Employers are moving quickly to capture the productivity benefits of artificial intelligence-powered tools, but unauthorized use by employees is creating a new category of insider risk. Shadow Artificial Intelligence refers to workers using unsanctioned Artificial Intelligence platforms or software for business tasks, often with good intentions and without malicious conduct. The risk becomes acute when employees enter confidential company or customer information into public tools available through free personal accounts, including ChatGPT, Claude, and Gemini.
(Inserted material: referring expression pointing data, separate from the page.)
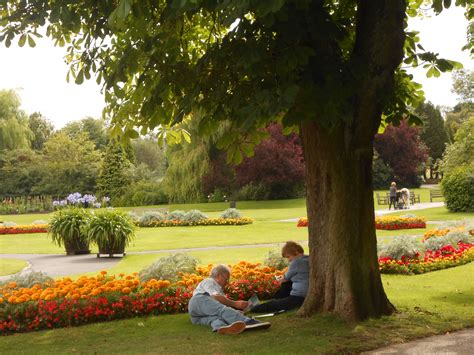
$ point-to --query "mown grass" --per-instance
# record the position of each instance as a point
(11, 266)
(280, 209)
(427, 304)
(163, 238)
(437, 214)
A recent Community Bank disclosure to the US Securities and Exchange Commission illustrates the potential consequences. The bank reported that nonpublic customer information was processed internally through an unauthorized Artificial Intelligence-based software application. The customer information at issue included customer names, Social Security numbers, and dates of birth. The bank said the incident did not disrupt operations, payment systems, core information technology infrastructure, or customer access to accounts and services, yet the sensitivity and volume of the data still prompted public reporting and remediation.
Shadow Artificial Intelligence can trigger obligations under cybersecurity, privacy, financial services, healthcare, education, children’s privacy, and consumer privacy rules. Incidents may implicate the Health Insurance Portability and Accountability Act, the Gramm-Leach-Bliley Act, the Family Educational Rights and Privacy Act, the Children’s Online Privacy Protection Act, the California Consumer Privacy Act, state privacy laws, the US Department of Justice’s Data Security Program, the EU’s General Data Protection Regulation, and the UK’s GDPR. Companies may also face customer notice duties, insurance reporting requirements, regulatory inquiries, private lawsuits, tort claims, and class action exposure.
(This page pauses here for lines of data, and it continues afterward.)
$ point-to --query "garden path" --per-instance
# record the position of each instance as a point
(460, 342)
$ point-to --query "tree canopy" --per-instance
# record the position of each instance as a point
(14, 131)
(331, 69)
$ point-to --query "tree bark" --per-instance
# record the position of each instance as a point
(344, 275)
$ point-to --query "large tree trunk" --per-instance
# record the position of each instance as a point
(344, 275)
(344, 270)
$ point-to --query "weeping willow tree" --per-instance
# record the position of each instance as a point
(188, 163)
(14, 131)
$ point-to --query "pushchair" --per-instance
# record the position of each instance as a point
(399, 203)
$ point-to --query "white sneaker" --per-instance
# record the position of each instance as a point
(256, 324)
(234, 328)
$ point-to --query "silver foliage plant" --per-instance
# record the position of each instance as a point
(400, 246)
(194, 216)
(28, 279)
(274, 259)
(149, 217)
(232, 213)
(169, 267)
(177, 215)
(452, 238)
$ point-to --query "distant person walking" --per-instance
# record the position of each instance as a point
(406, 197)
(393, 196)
The security risks are not theoretical. ChatGPT conversations have been found publicly accessible through Google after shared conversations were indexed, and chat logs were later reported as available through a common Google analytics tool. Courtroom risks also exist: a federal judge allowed prosecutors to access Claude logs found on a seized computer after ruling that a criminal defendant’s communications with the platform about his case were not protected by attorney-client or work product privileges. DeepSeek has also drawn concern from US government and private-sector entities over alleged data and policy-alignment risks tied to China.
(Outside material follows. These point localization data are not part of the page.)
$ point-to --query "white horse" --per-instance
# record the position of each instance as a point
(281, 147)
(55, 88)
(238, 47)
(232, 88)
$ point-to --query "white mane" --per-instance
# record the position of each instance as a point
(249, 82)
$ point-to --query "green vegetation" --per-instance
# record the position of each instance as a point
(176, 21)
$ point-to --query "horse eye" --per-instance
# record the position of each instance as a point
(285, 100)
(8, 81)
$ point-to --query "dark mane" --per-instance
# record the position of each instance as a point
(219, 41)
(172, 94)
Businesses are urged to respond with formal Artificial Intelligence governance rather than relying on informal expectations. Effective controls may include collaboration among information technology, legal, and compliance teams, data mapping and classification, Artificial Intelligence-focused risk analysis, approved enterprise tools, workforce training, vendor review, client coordination, monitoring, technical barriers, and updated incident response plans. Policies should prohibit Shadow Artificial Intelligence, define acceptable use, impose consequences for violations, and account for regulatory disclosure obligations when data exposure occurs.